37. Le requérant affirme que le ministre de la Justice, lors d'un entretien, lui aurait déconseillé d'entamer une action en justice contre l'Etat.
38. Le 6 octobre 1994, la commission chargée d'examiner sa demande ordonna un complément d'instruction afin de vérifier si les malfaiteurs responsables de la mort du fils du requérant pouvaient être qualifiés de membres d'une " association de malfaiteurs ", auquel cas les dispositions légales invoquées par le requérant étaient applicables.

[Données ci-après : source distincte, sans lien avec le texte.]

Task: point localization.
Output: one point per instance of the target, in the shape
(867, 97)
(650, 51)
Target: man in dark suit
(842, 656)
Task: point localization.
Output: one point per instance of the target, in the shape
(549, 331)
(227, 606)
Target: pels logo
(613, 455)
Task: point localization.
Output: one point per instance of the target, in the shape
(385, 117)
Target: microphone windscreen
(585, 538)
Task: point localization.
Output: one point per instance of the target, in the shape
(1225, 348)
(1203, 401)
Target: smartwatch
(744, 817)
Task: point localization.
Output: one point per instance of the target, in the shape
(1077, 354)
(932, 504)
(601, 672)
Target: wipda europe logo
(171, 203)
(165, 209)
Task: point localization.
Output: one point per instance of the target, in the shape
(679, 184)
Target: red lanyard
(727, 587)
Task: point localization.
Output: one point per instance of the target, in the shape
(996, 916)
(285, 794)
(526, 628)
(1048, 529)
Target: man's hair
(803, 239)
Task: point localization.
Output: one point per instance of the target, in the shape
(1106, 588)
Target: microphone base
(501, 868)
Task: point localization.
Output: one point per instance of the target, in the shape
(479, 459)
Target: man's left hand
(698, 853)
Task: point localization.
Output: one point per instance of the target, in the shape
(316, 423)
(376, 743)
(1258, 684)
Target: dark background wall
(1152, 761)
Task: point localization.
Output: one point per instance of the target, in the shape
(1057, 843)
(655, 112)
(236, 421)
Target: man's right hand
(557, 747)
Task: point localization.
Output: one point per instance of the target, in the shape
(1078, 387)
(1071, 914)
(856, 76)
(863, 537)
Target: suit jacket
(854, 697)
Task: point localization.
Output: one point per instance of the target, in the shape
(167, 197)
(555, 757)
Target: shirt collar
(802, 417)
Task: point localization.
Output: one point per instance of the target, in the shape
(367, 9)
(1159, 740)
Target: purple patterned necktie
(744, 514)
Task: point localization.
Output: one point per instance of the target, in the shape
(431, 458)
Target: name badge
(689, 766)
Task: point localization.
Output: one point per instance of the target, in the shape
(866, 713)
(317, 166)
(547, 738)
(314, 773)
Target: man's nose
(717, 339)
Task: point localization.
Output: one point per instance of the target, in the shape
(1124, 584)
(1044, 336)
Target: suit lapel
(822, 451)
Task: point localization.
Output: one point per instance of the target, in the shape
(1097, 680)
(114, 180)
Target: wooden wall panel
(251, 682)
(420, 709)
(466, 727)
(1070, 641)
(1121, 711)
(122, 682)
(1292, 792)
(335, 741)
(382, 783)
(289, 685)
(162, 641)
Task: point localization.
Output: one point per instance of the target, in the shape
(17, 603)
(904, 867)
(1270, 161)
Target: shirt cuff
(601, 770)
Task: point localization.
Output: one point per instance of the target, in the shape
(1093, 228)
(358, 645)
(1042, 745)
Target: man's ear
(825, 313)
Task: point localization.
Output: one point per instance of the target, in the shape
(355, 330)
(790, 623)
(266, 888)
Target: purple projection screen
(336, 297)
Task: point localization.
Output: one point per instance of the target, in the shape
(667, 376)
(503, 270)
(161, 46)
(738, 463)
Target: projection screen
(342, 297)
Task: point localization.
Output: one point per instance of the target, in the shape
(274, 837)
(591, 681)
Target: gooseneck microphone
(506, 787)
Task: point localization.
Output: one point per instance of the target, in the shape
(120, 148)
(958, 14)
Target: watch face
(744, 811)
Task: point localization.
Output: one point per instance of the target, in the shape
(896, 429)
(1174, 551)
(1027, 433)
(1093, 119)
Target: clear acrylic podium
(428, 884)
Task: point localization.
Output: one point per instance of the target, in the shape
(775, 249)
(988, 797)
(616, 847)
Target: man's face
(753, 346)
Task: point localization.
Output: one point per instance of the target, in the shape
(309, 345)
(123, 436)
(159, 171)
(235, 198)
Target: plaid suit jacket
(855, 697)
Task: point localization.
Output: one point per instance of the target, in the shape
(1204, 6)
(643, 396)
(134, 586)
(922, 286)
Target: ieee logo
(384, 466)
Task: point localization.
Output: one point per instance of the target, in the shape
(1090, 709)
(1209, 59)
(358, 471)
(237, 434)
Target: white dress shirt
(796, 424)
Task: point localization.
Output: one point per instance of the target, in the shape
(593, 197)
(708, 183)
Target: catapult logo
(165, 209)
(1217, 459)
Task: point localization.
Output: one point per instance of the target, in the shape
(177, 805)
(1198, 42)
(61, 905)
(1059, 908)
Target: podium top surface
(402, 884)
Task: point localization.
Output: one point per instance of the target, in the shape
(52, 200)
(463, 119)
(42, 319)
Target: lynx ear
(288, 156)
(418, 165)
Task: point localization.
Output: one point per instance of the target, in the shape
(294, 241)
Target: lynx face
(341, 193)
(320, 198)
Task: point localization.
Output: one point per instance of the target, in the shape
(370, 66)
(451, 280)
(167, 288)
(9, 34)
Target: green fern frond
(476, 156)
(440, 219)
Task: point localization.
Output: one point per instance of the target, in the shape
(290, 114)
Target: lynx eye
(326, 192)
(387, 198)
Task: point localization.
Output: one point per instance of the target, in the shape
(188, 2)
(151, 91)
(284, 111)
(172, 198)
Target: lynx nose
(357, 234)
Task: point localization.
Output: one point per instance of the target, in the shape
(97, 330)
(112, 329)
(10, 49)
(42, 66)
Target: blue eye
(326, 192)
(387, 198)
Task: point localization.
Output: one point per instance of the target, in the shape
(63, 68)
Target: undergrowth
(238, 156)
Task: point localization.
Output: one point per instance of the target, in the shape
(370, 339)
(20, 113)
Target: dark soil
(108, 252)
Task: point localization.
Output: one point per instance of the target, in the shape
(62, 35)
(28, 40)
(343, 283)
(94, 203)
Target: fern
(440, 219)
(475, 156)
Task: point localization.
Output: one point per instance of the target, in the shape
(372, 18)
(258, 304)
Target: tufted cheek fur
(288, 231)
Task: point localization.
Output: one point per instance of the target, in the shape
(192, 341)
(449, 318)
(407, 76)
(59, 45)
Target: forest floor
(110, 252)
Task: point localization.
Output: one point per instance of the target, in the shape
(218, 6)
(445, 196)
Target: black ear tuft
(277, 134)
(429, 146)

La commission attribua un certain poids à un rapport du préfet de Milan, lequel affirmait que l'attaque de la banque s'étant soldée par le meurtre du fils du requérant ne constituait pas un épisode isolé mais qu'il y avait une organisation criminelle active dans cette zone.
39. Le 21 avril 1995, s'appuyant sur les résultats du complément d'instruction, la commission susmentionnée exclut cependant que le meurtre de A. Mastromatteo pût être considéré comme s'inscrivant dans le cadre des activités d'une association de malfaiteurs.
40. Se fondant sur cet avis défavorable, le ministère de l'Intérieur rejeta la demande d'indemnité du requérant.
41. Le 25 juillet 1995, le requérant saisit le président de la République d'un recours extraordinaire contre cette décision du ministère de l'Intérieur.
42. Le 20 novembre 1996, le Conseil d'Etat exprima l'avis que le recours devait être rejeté au motif que l'on n'était confronté en l'espèce ni à des faits de terrorisme ni aux agissements d'une association de malfaiteurs de type mafieux, au sens de l'article 416bis du code pénal.
43. Le 24 février 1997, le président de la République rejeta le recours du requérant.
II. LE DROIT ET LA PRATIQUE INTERNES PERTINENTS
A. Les mesures destinées à faciliter la réinsertion (" benefici penitenziari ")
44. La loi n° 663 du 10 octobre 1986 (dite " loi Gozzini ", d'après le nom de son auteur) a modifié la loi pénitentiaire (loi n° 354 du 26 juillet 1975) en vue de faciliter la réinsertion sociale des condamnés.
45. L'article 30ter § 8 de la loi pénitentiaire prévoit la possibilité d'octroyer à un détenu des permissions de sortir dès lors qu'il fait preuve d'une bonne conduite en milieu carcéral et qu'il ne présente pas de danger pour la société. Selon la gravité des délits, le détenu doit avoir purgé une période d'emprisonnement ferme avant de pouvoir bénéficier d'une telle mesure.
L'absence de dangerosité sociale est laissée à l'appréciation du juge de l'application des peines, qui doit consulter les autorités pénitentiaires.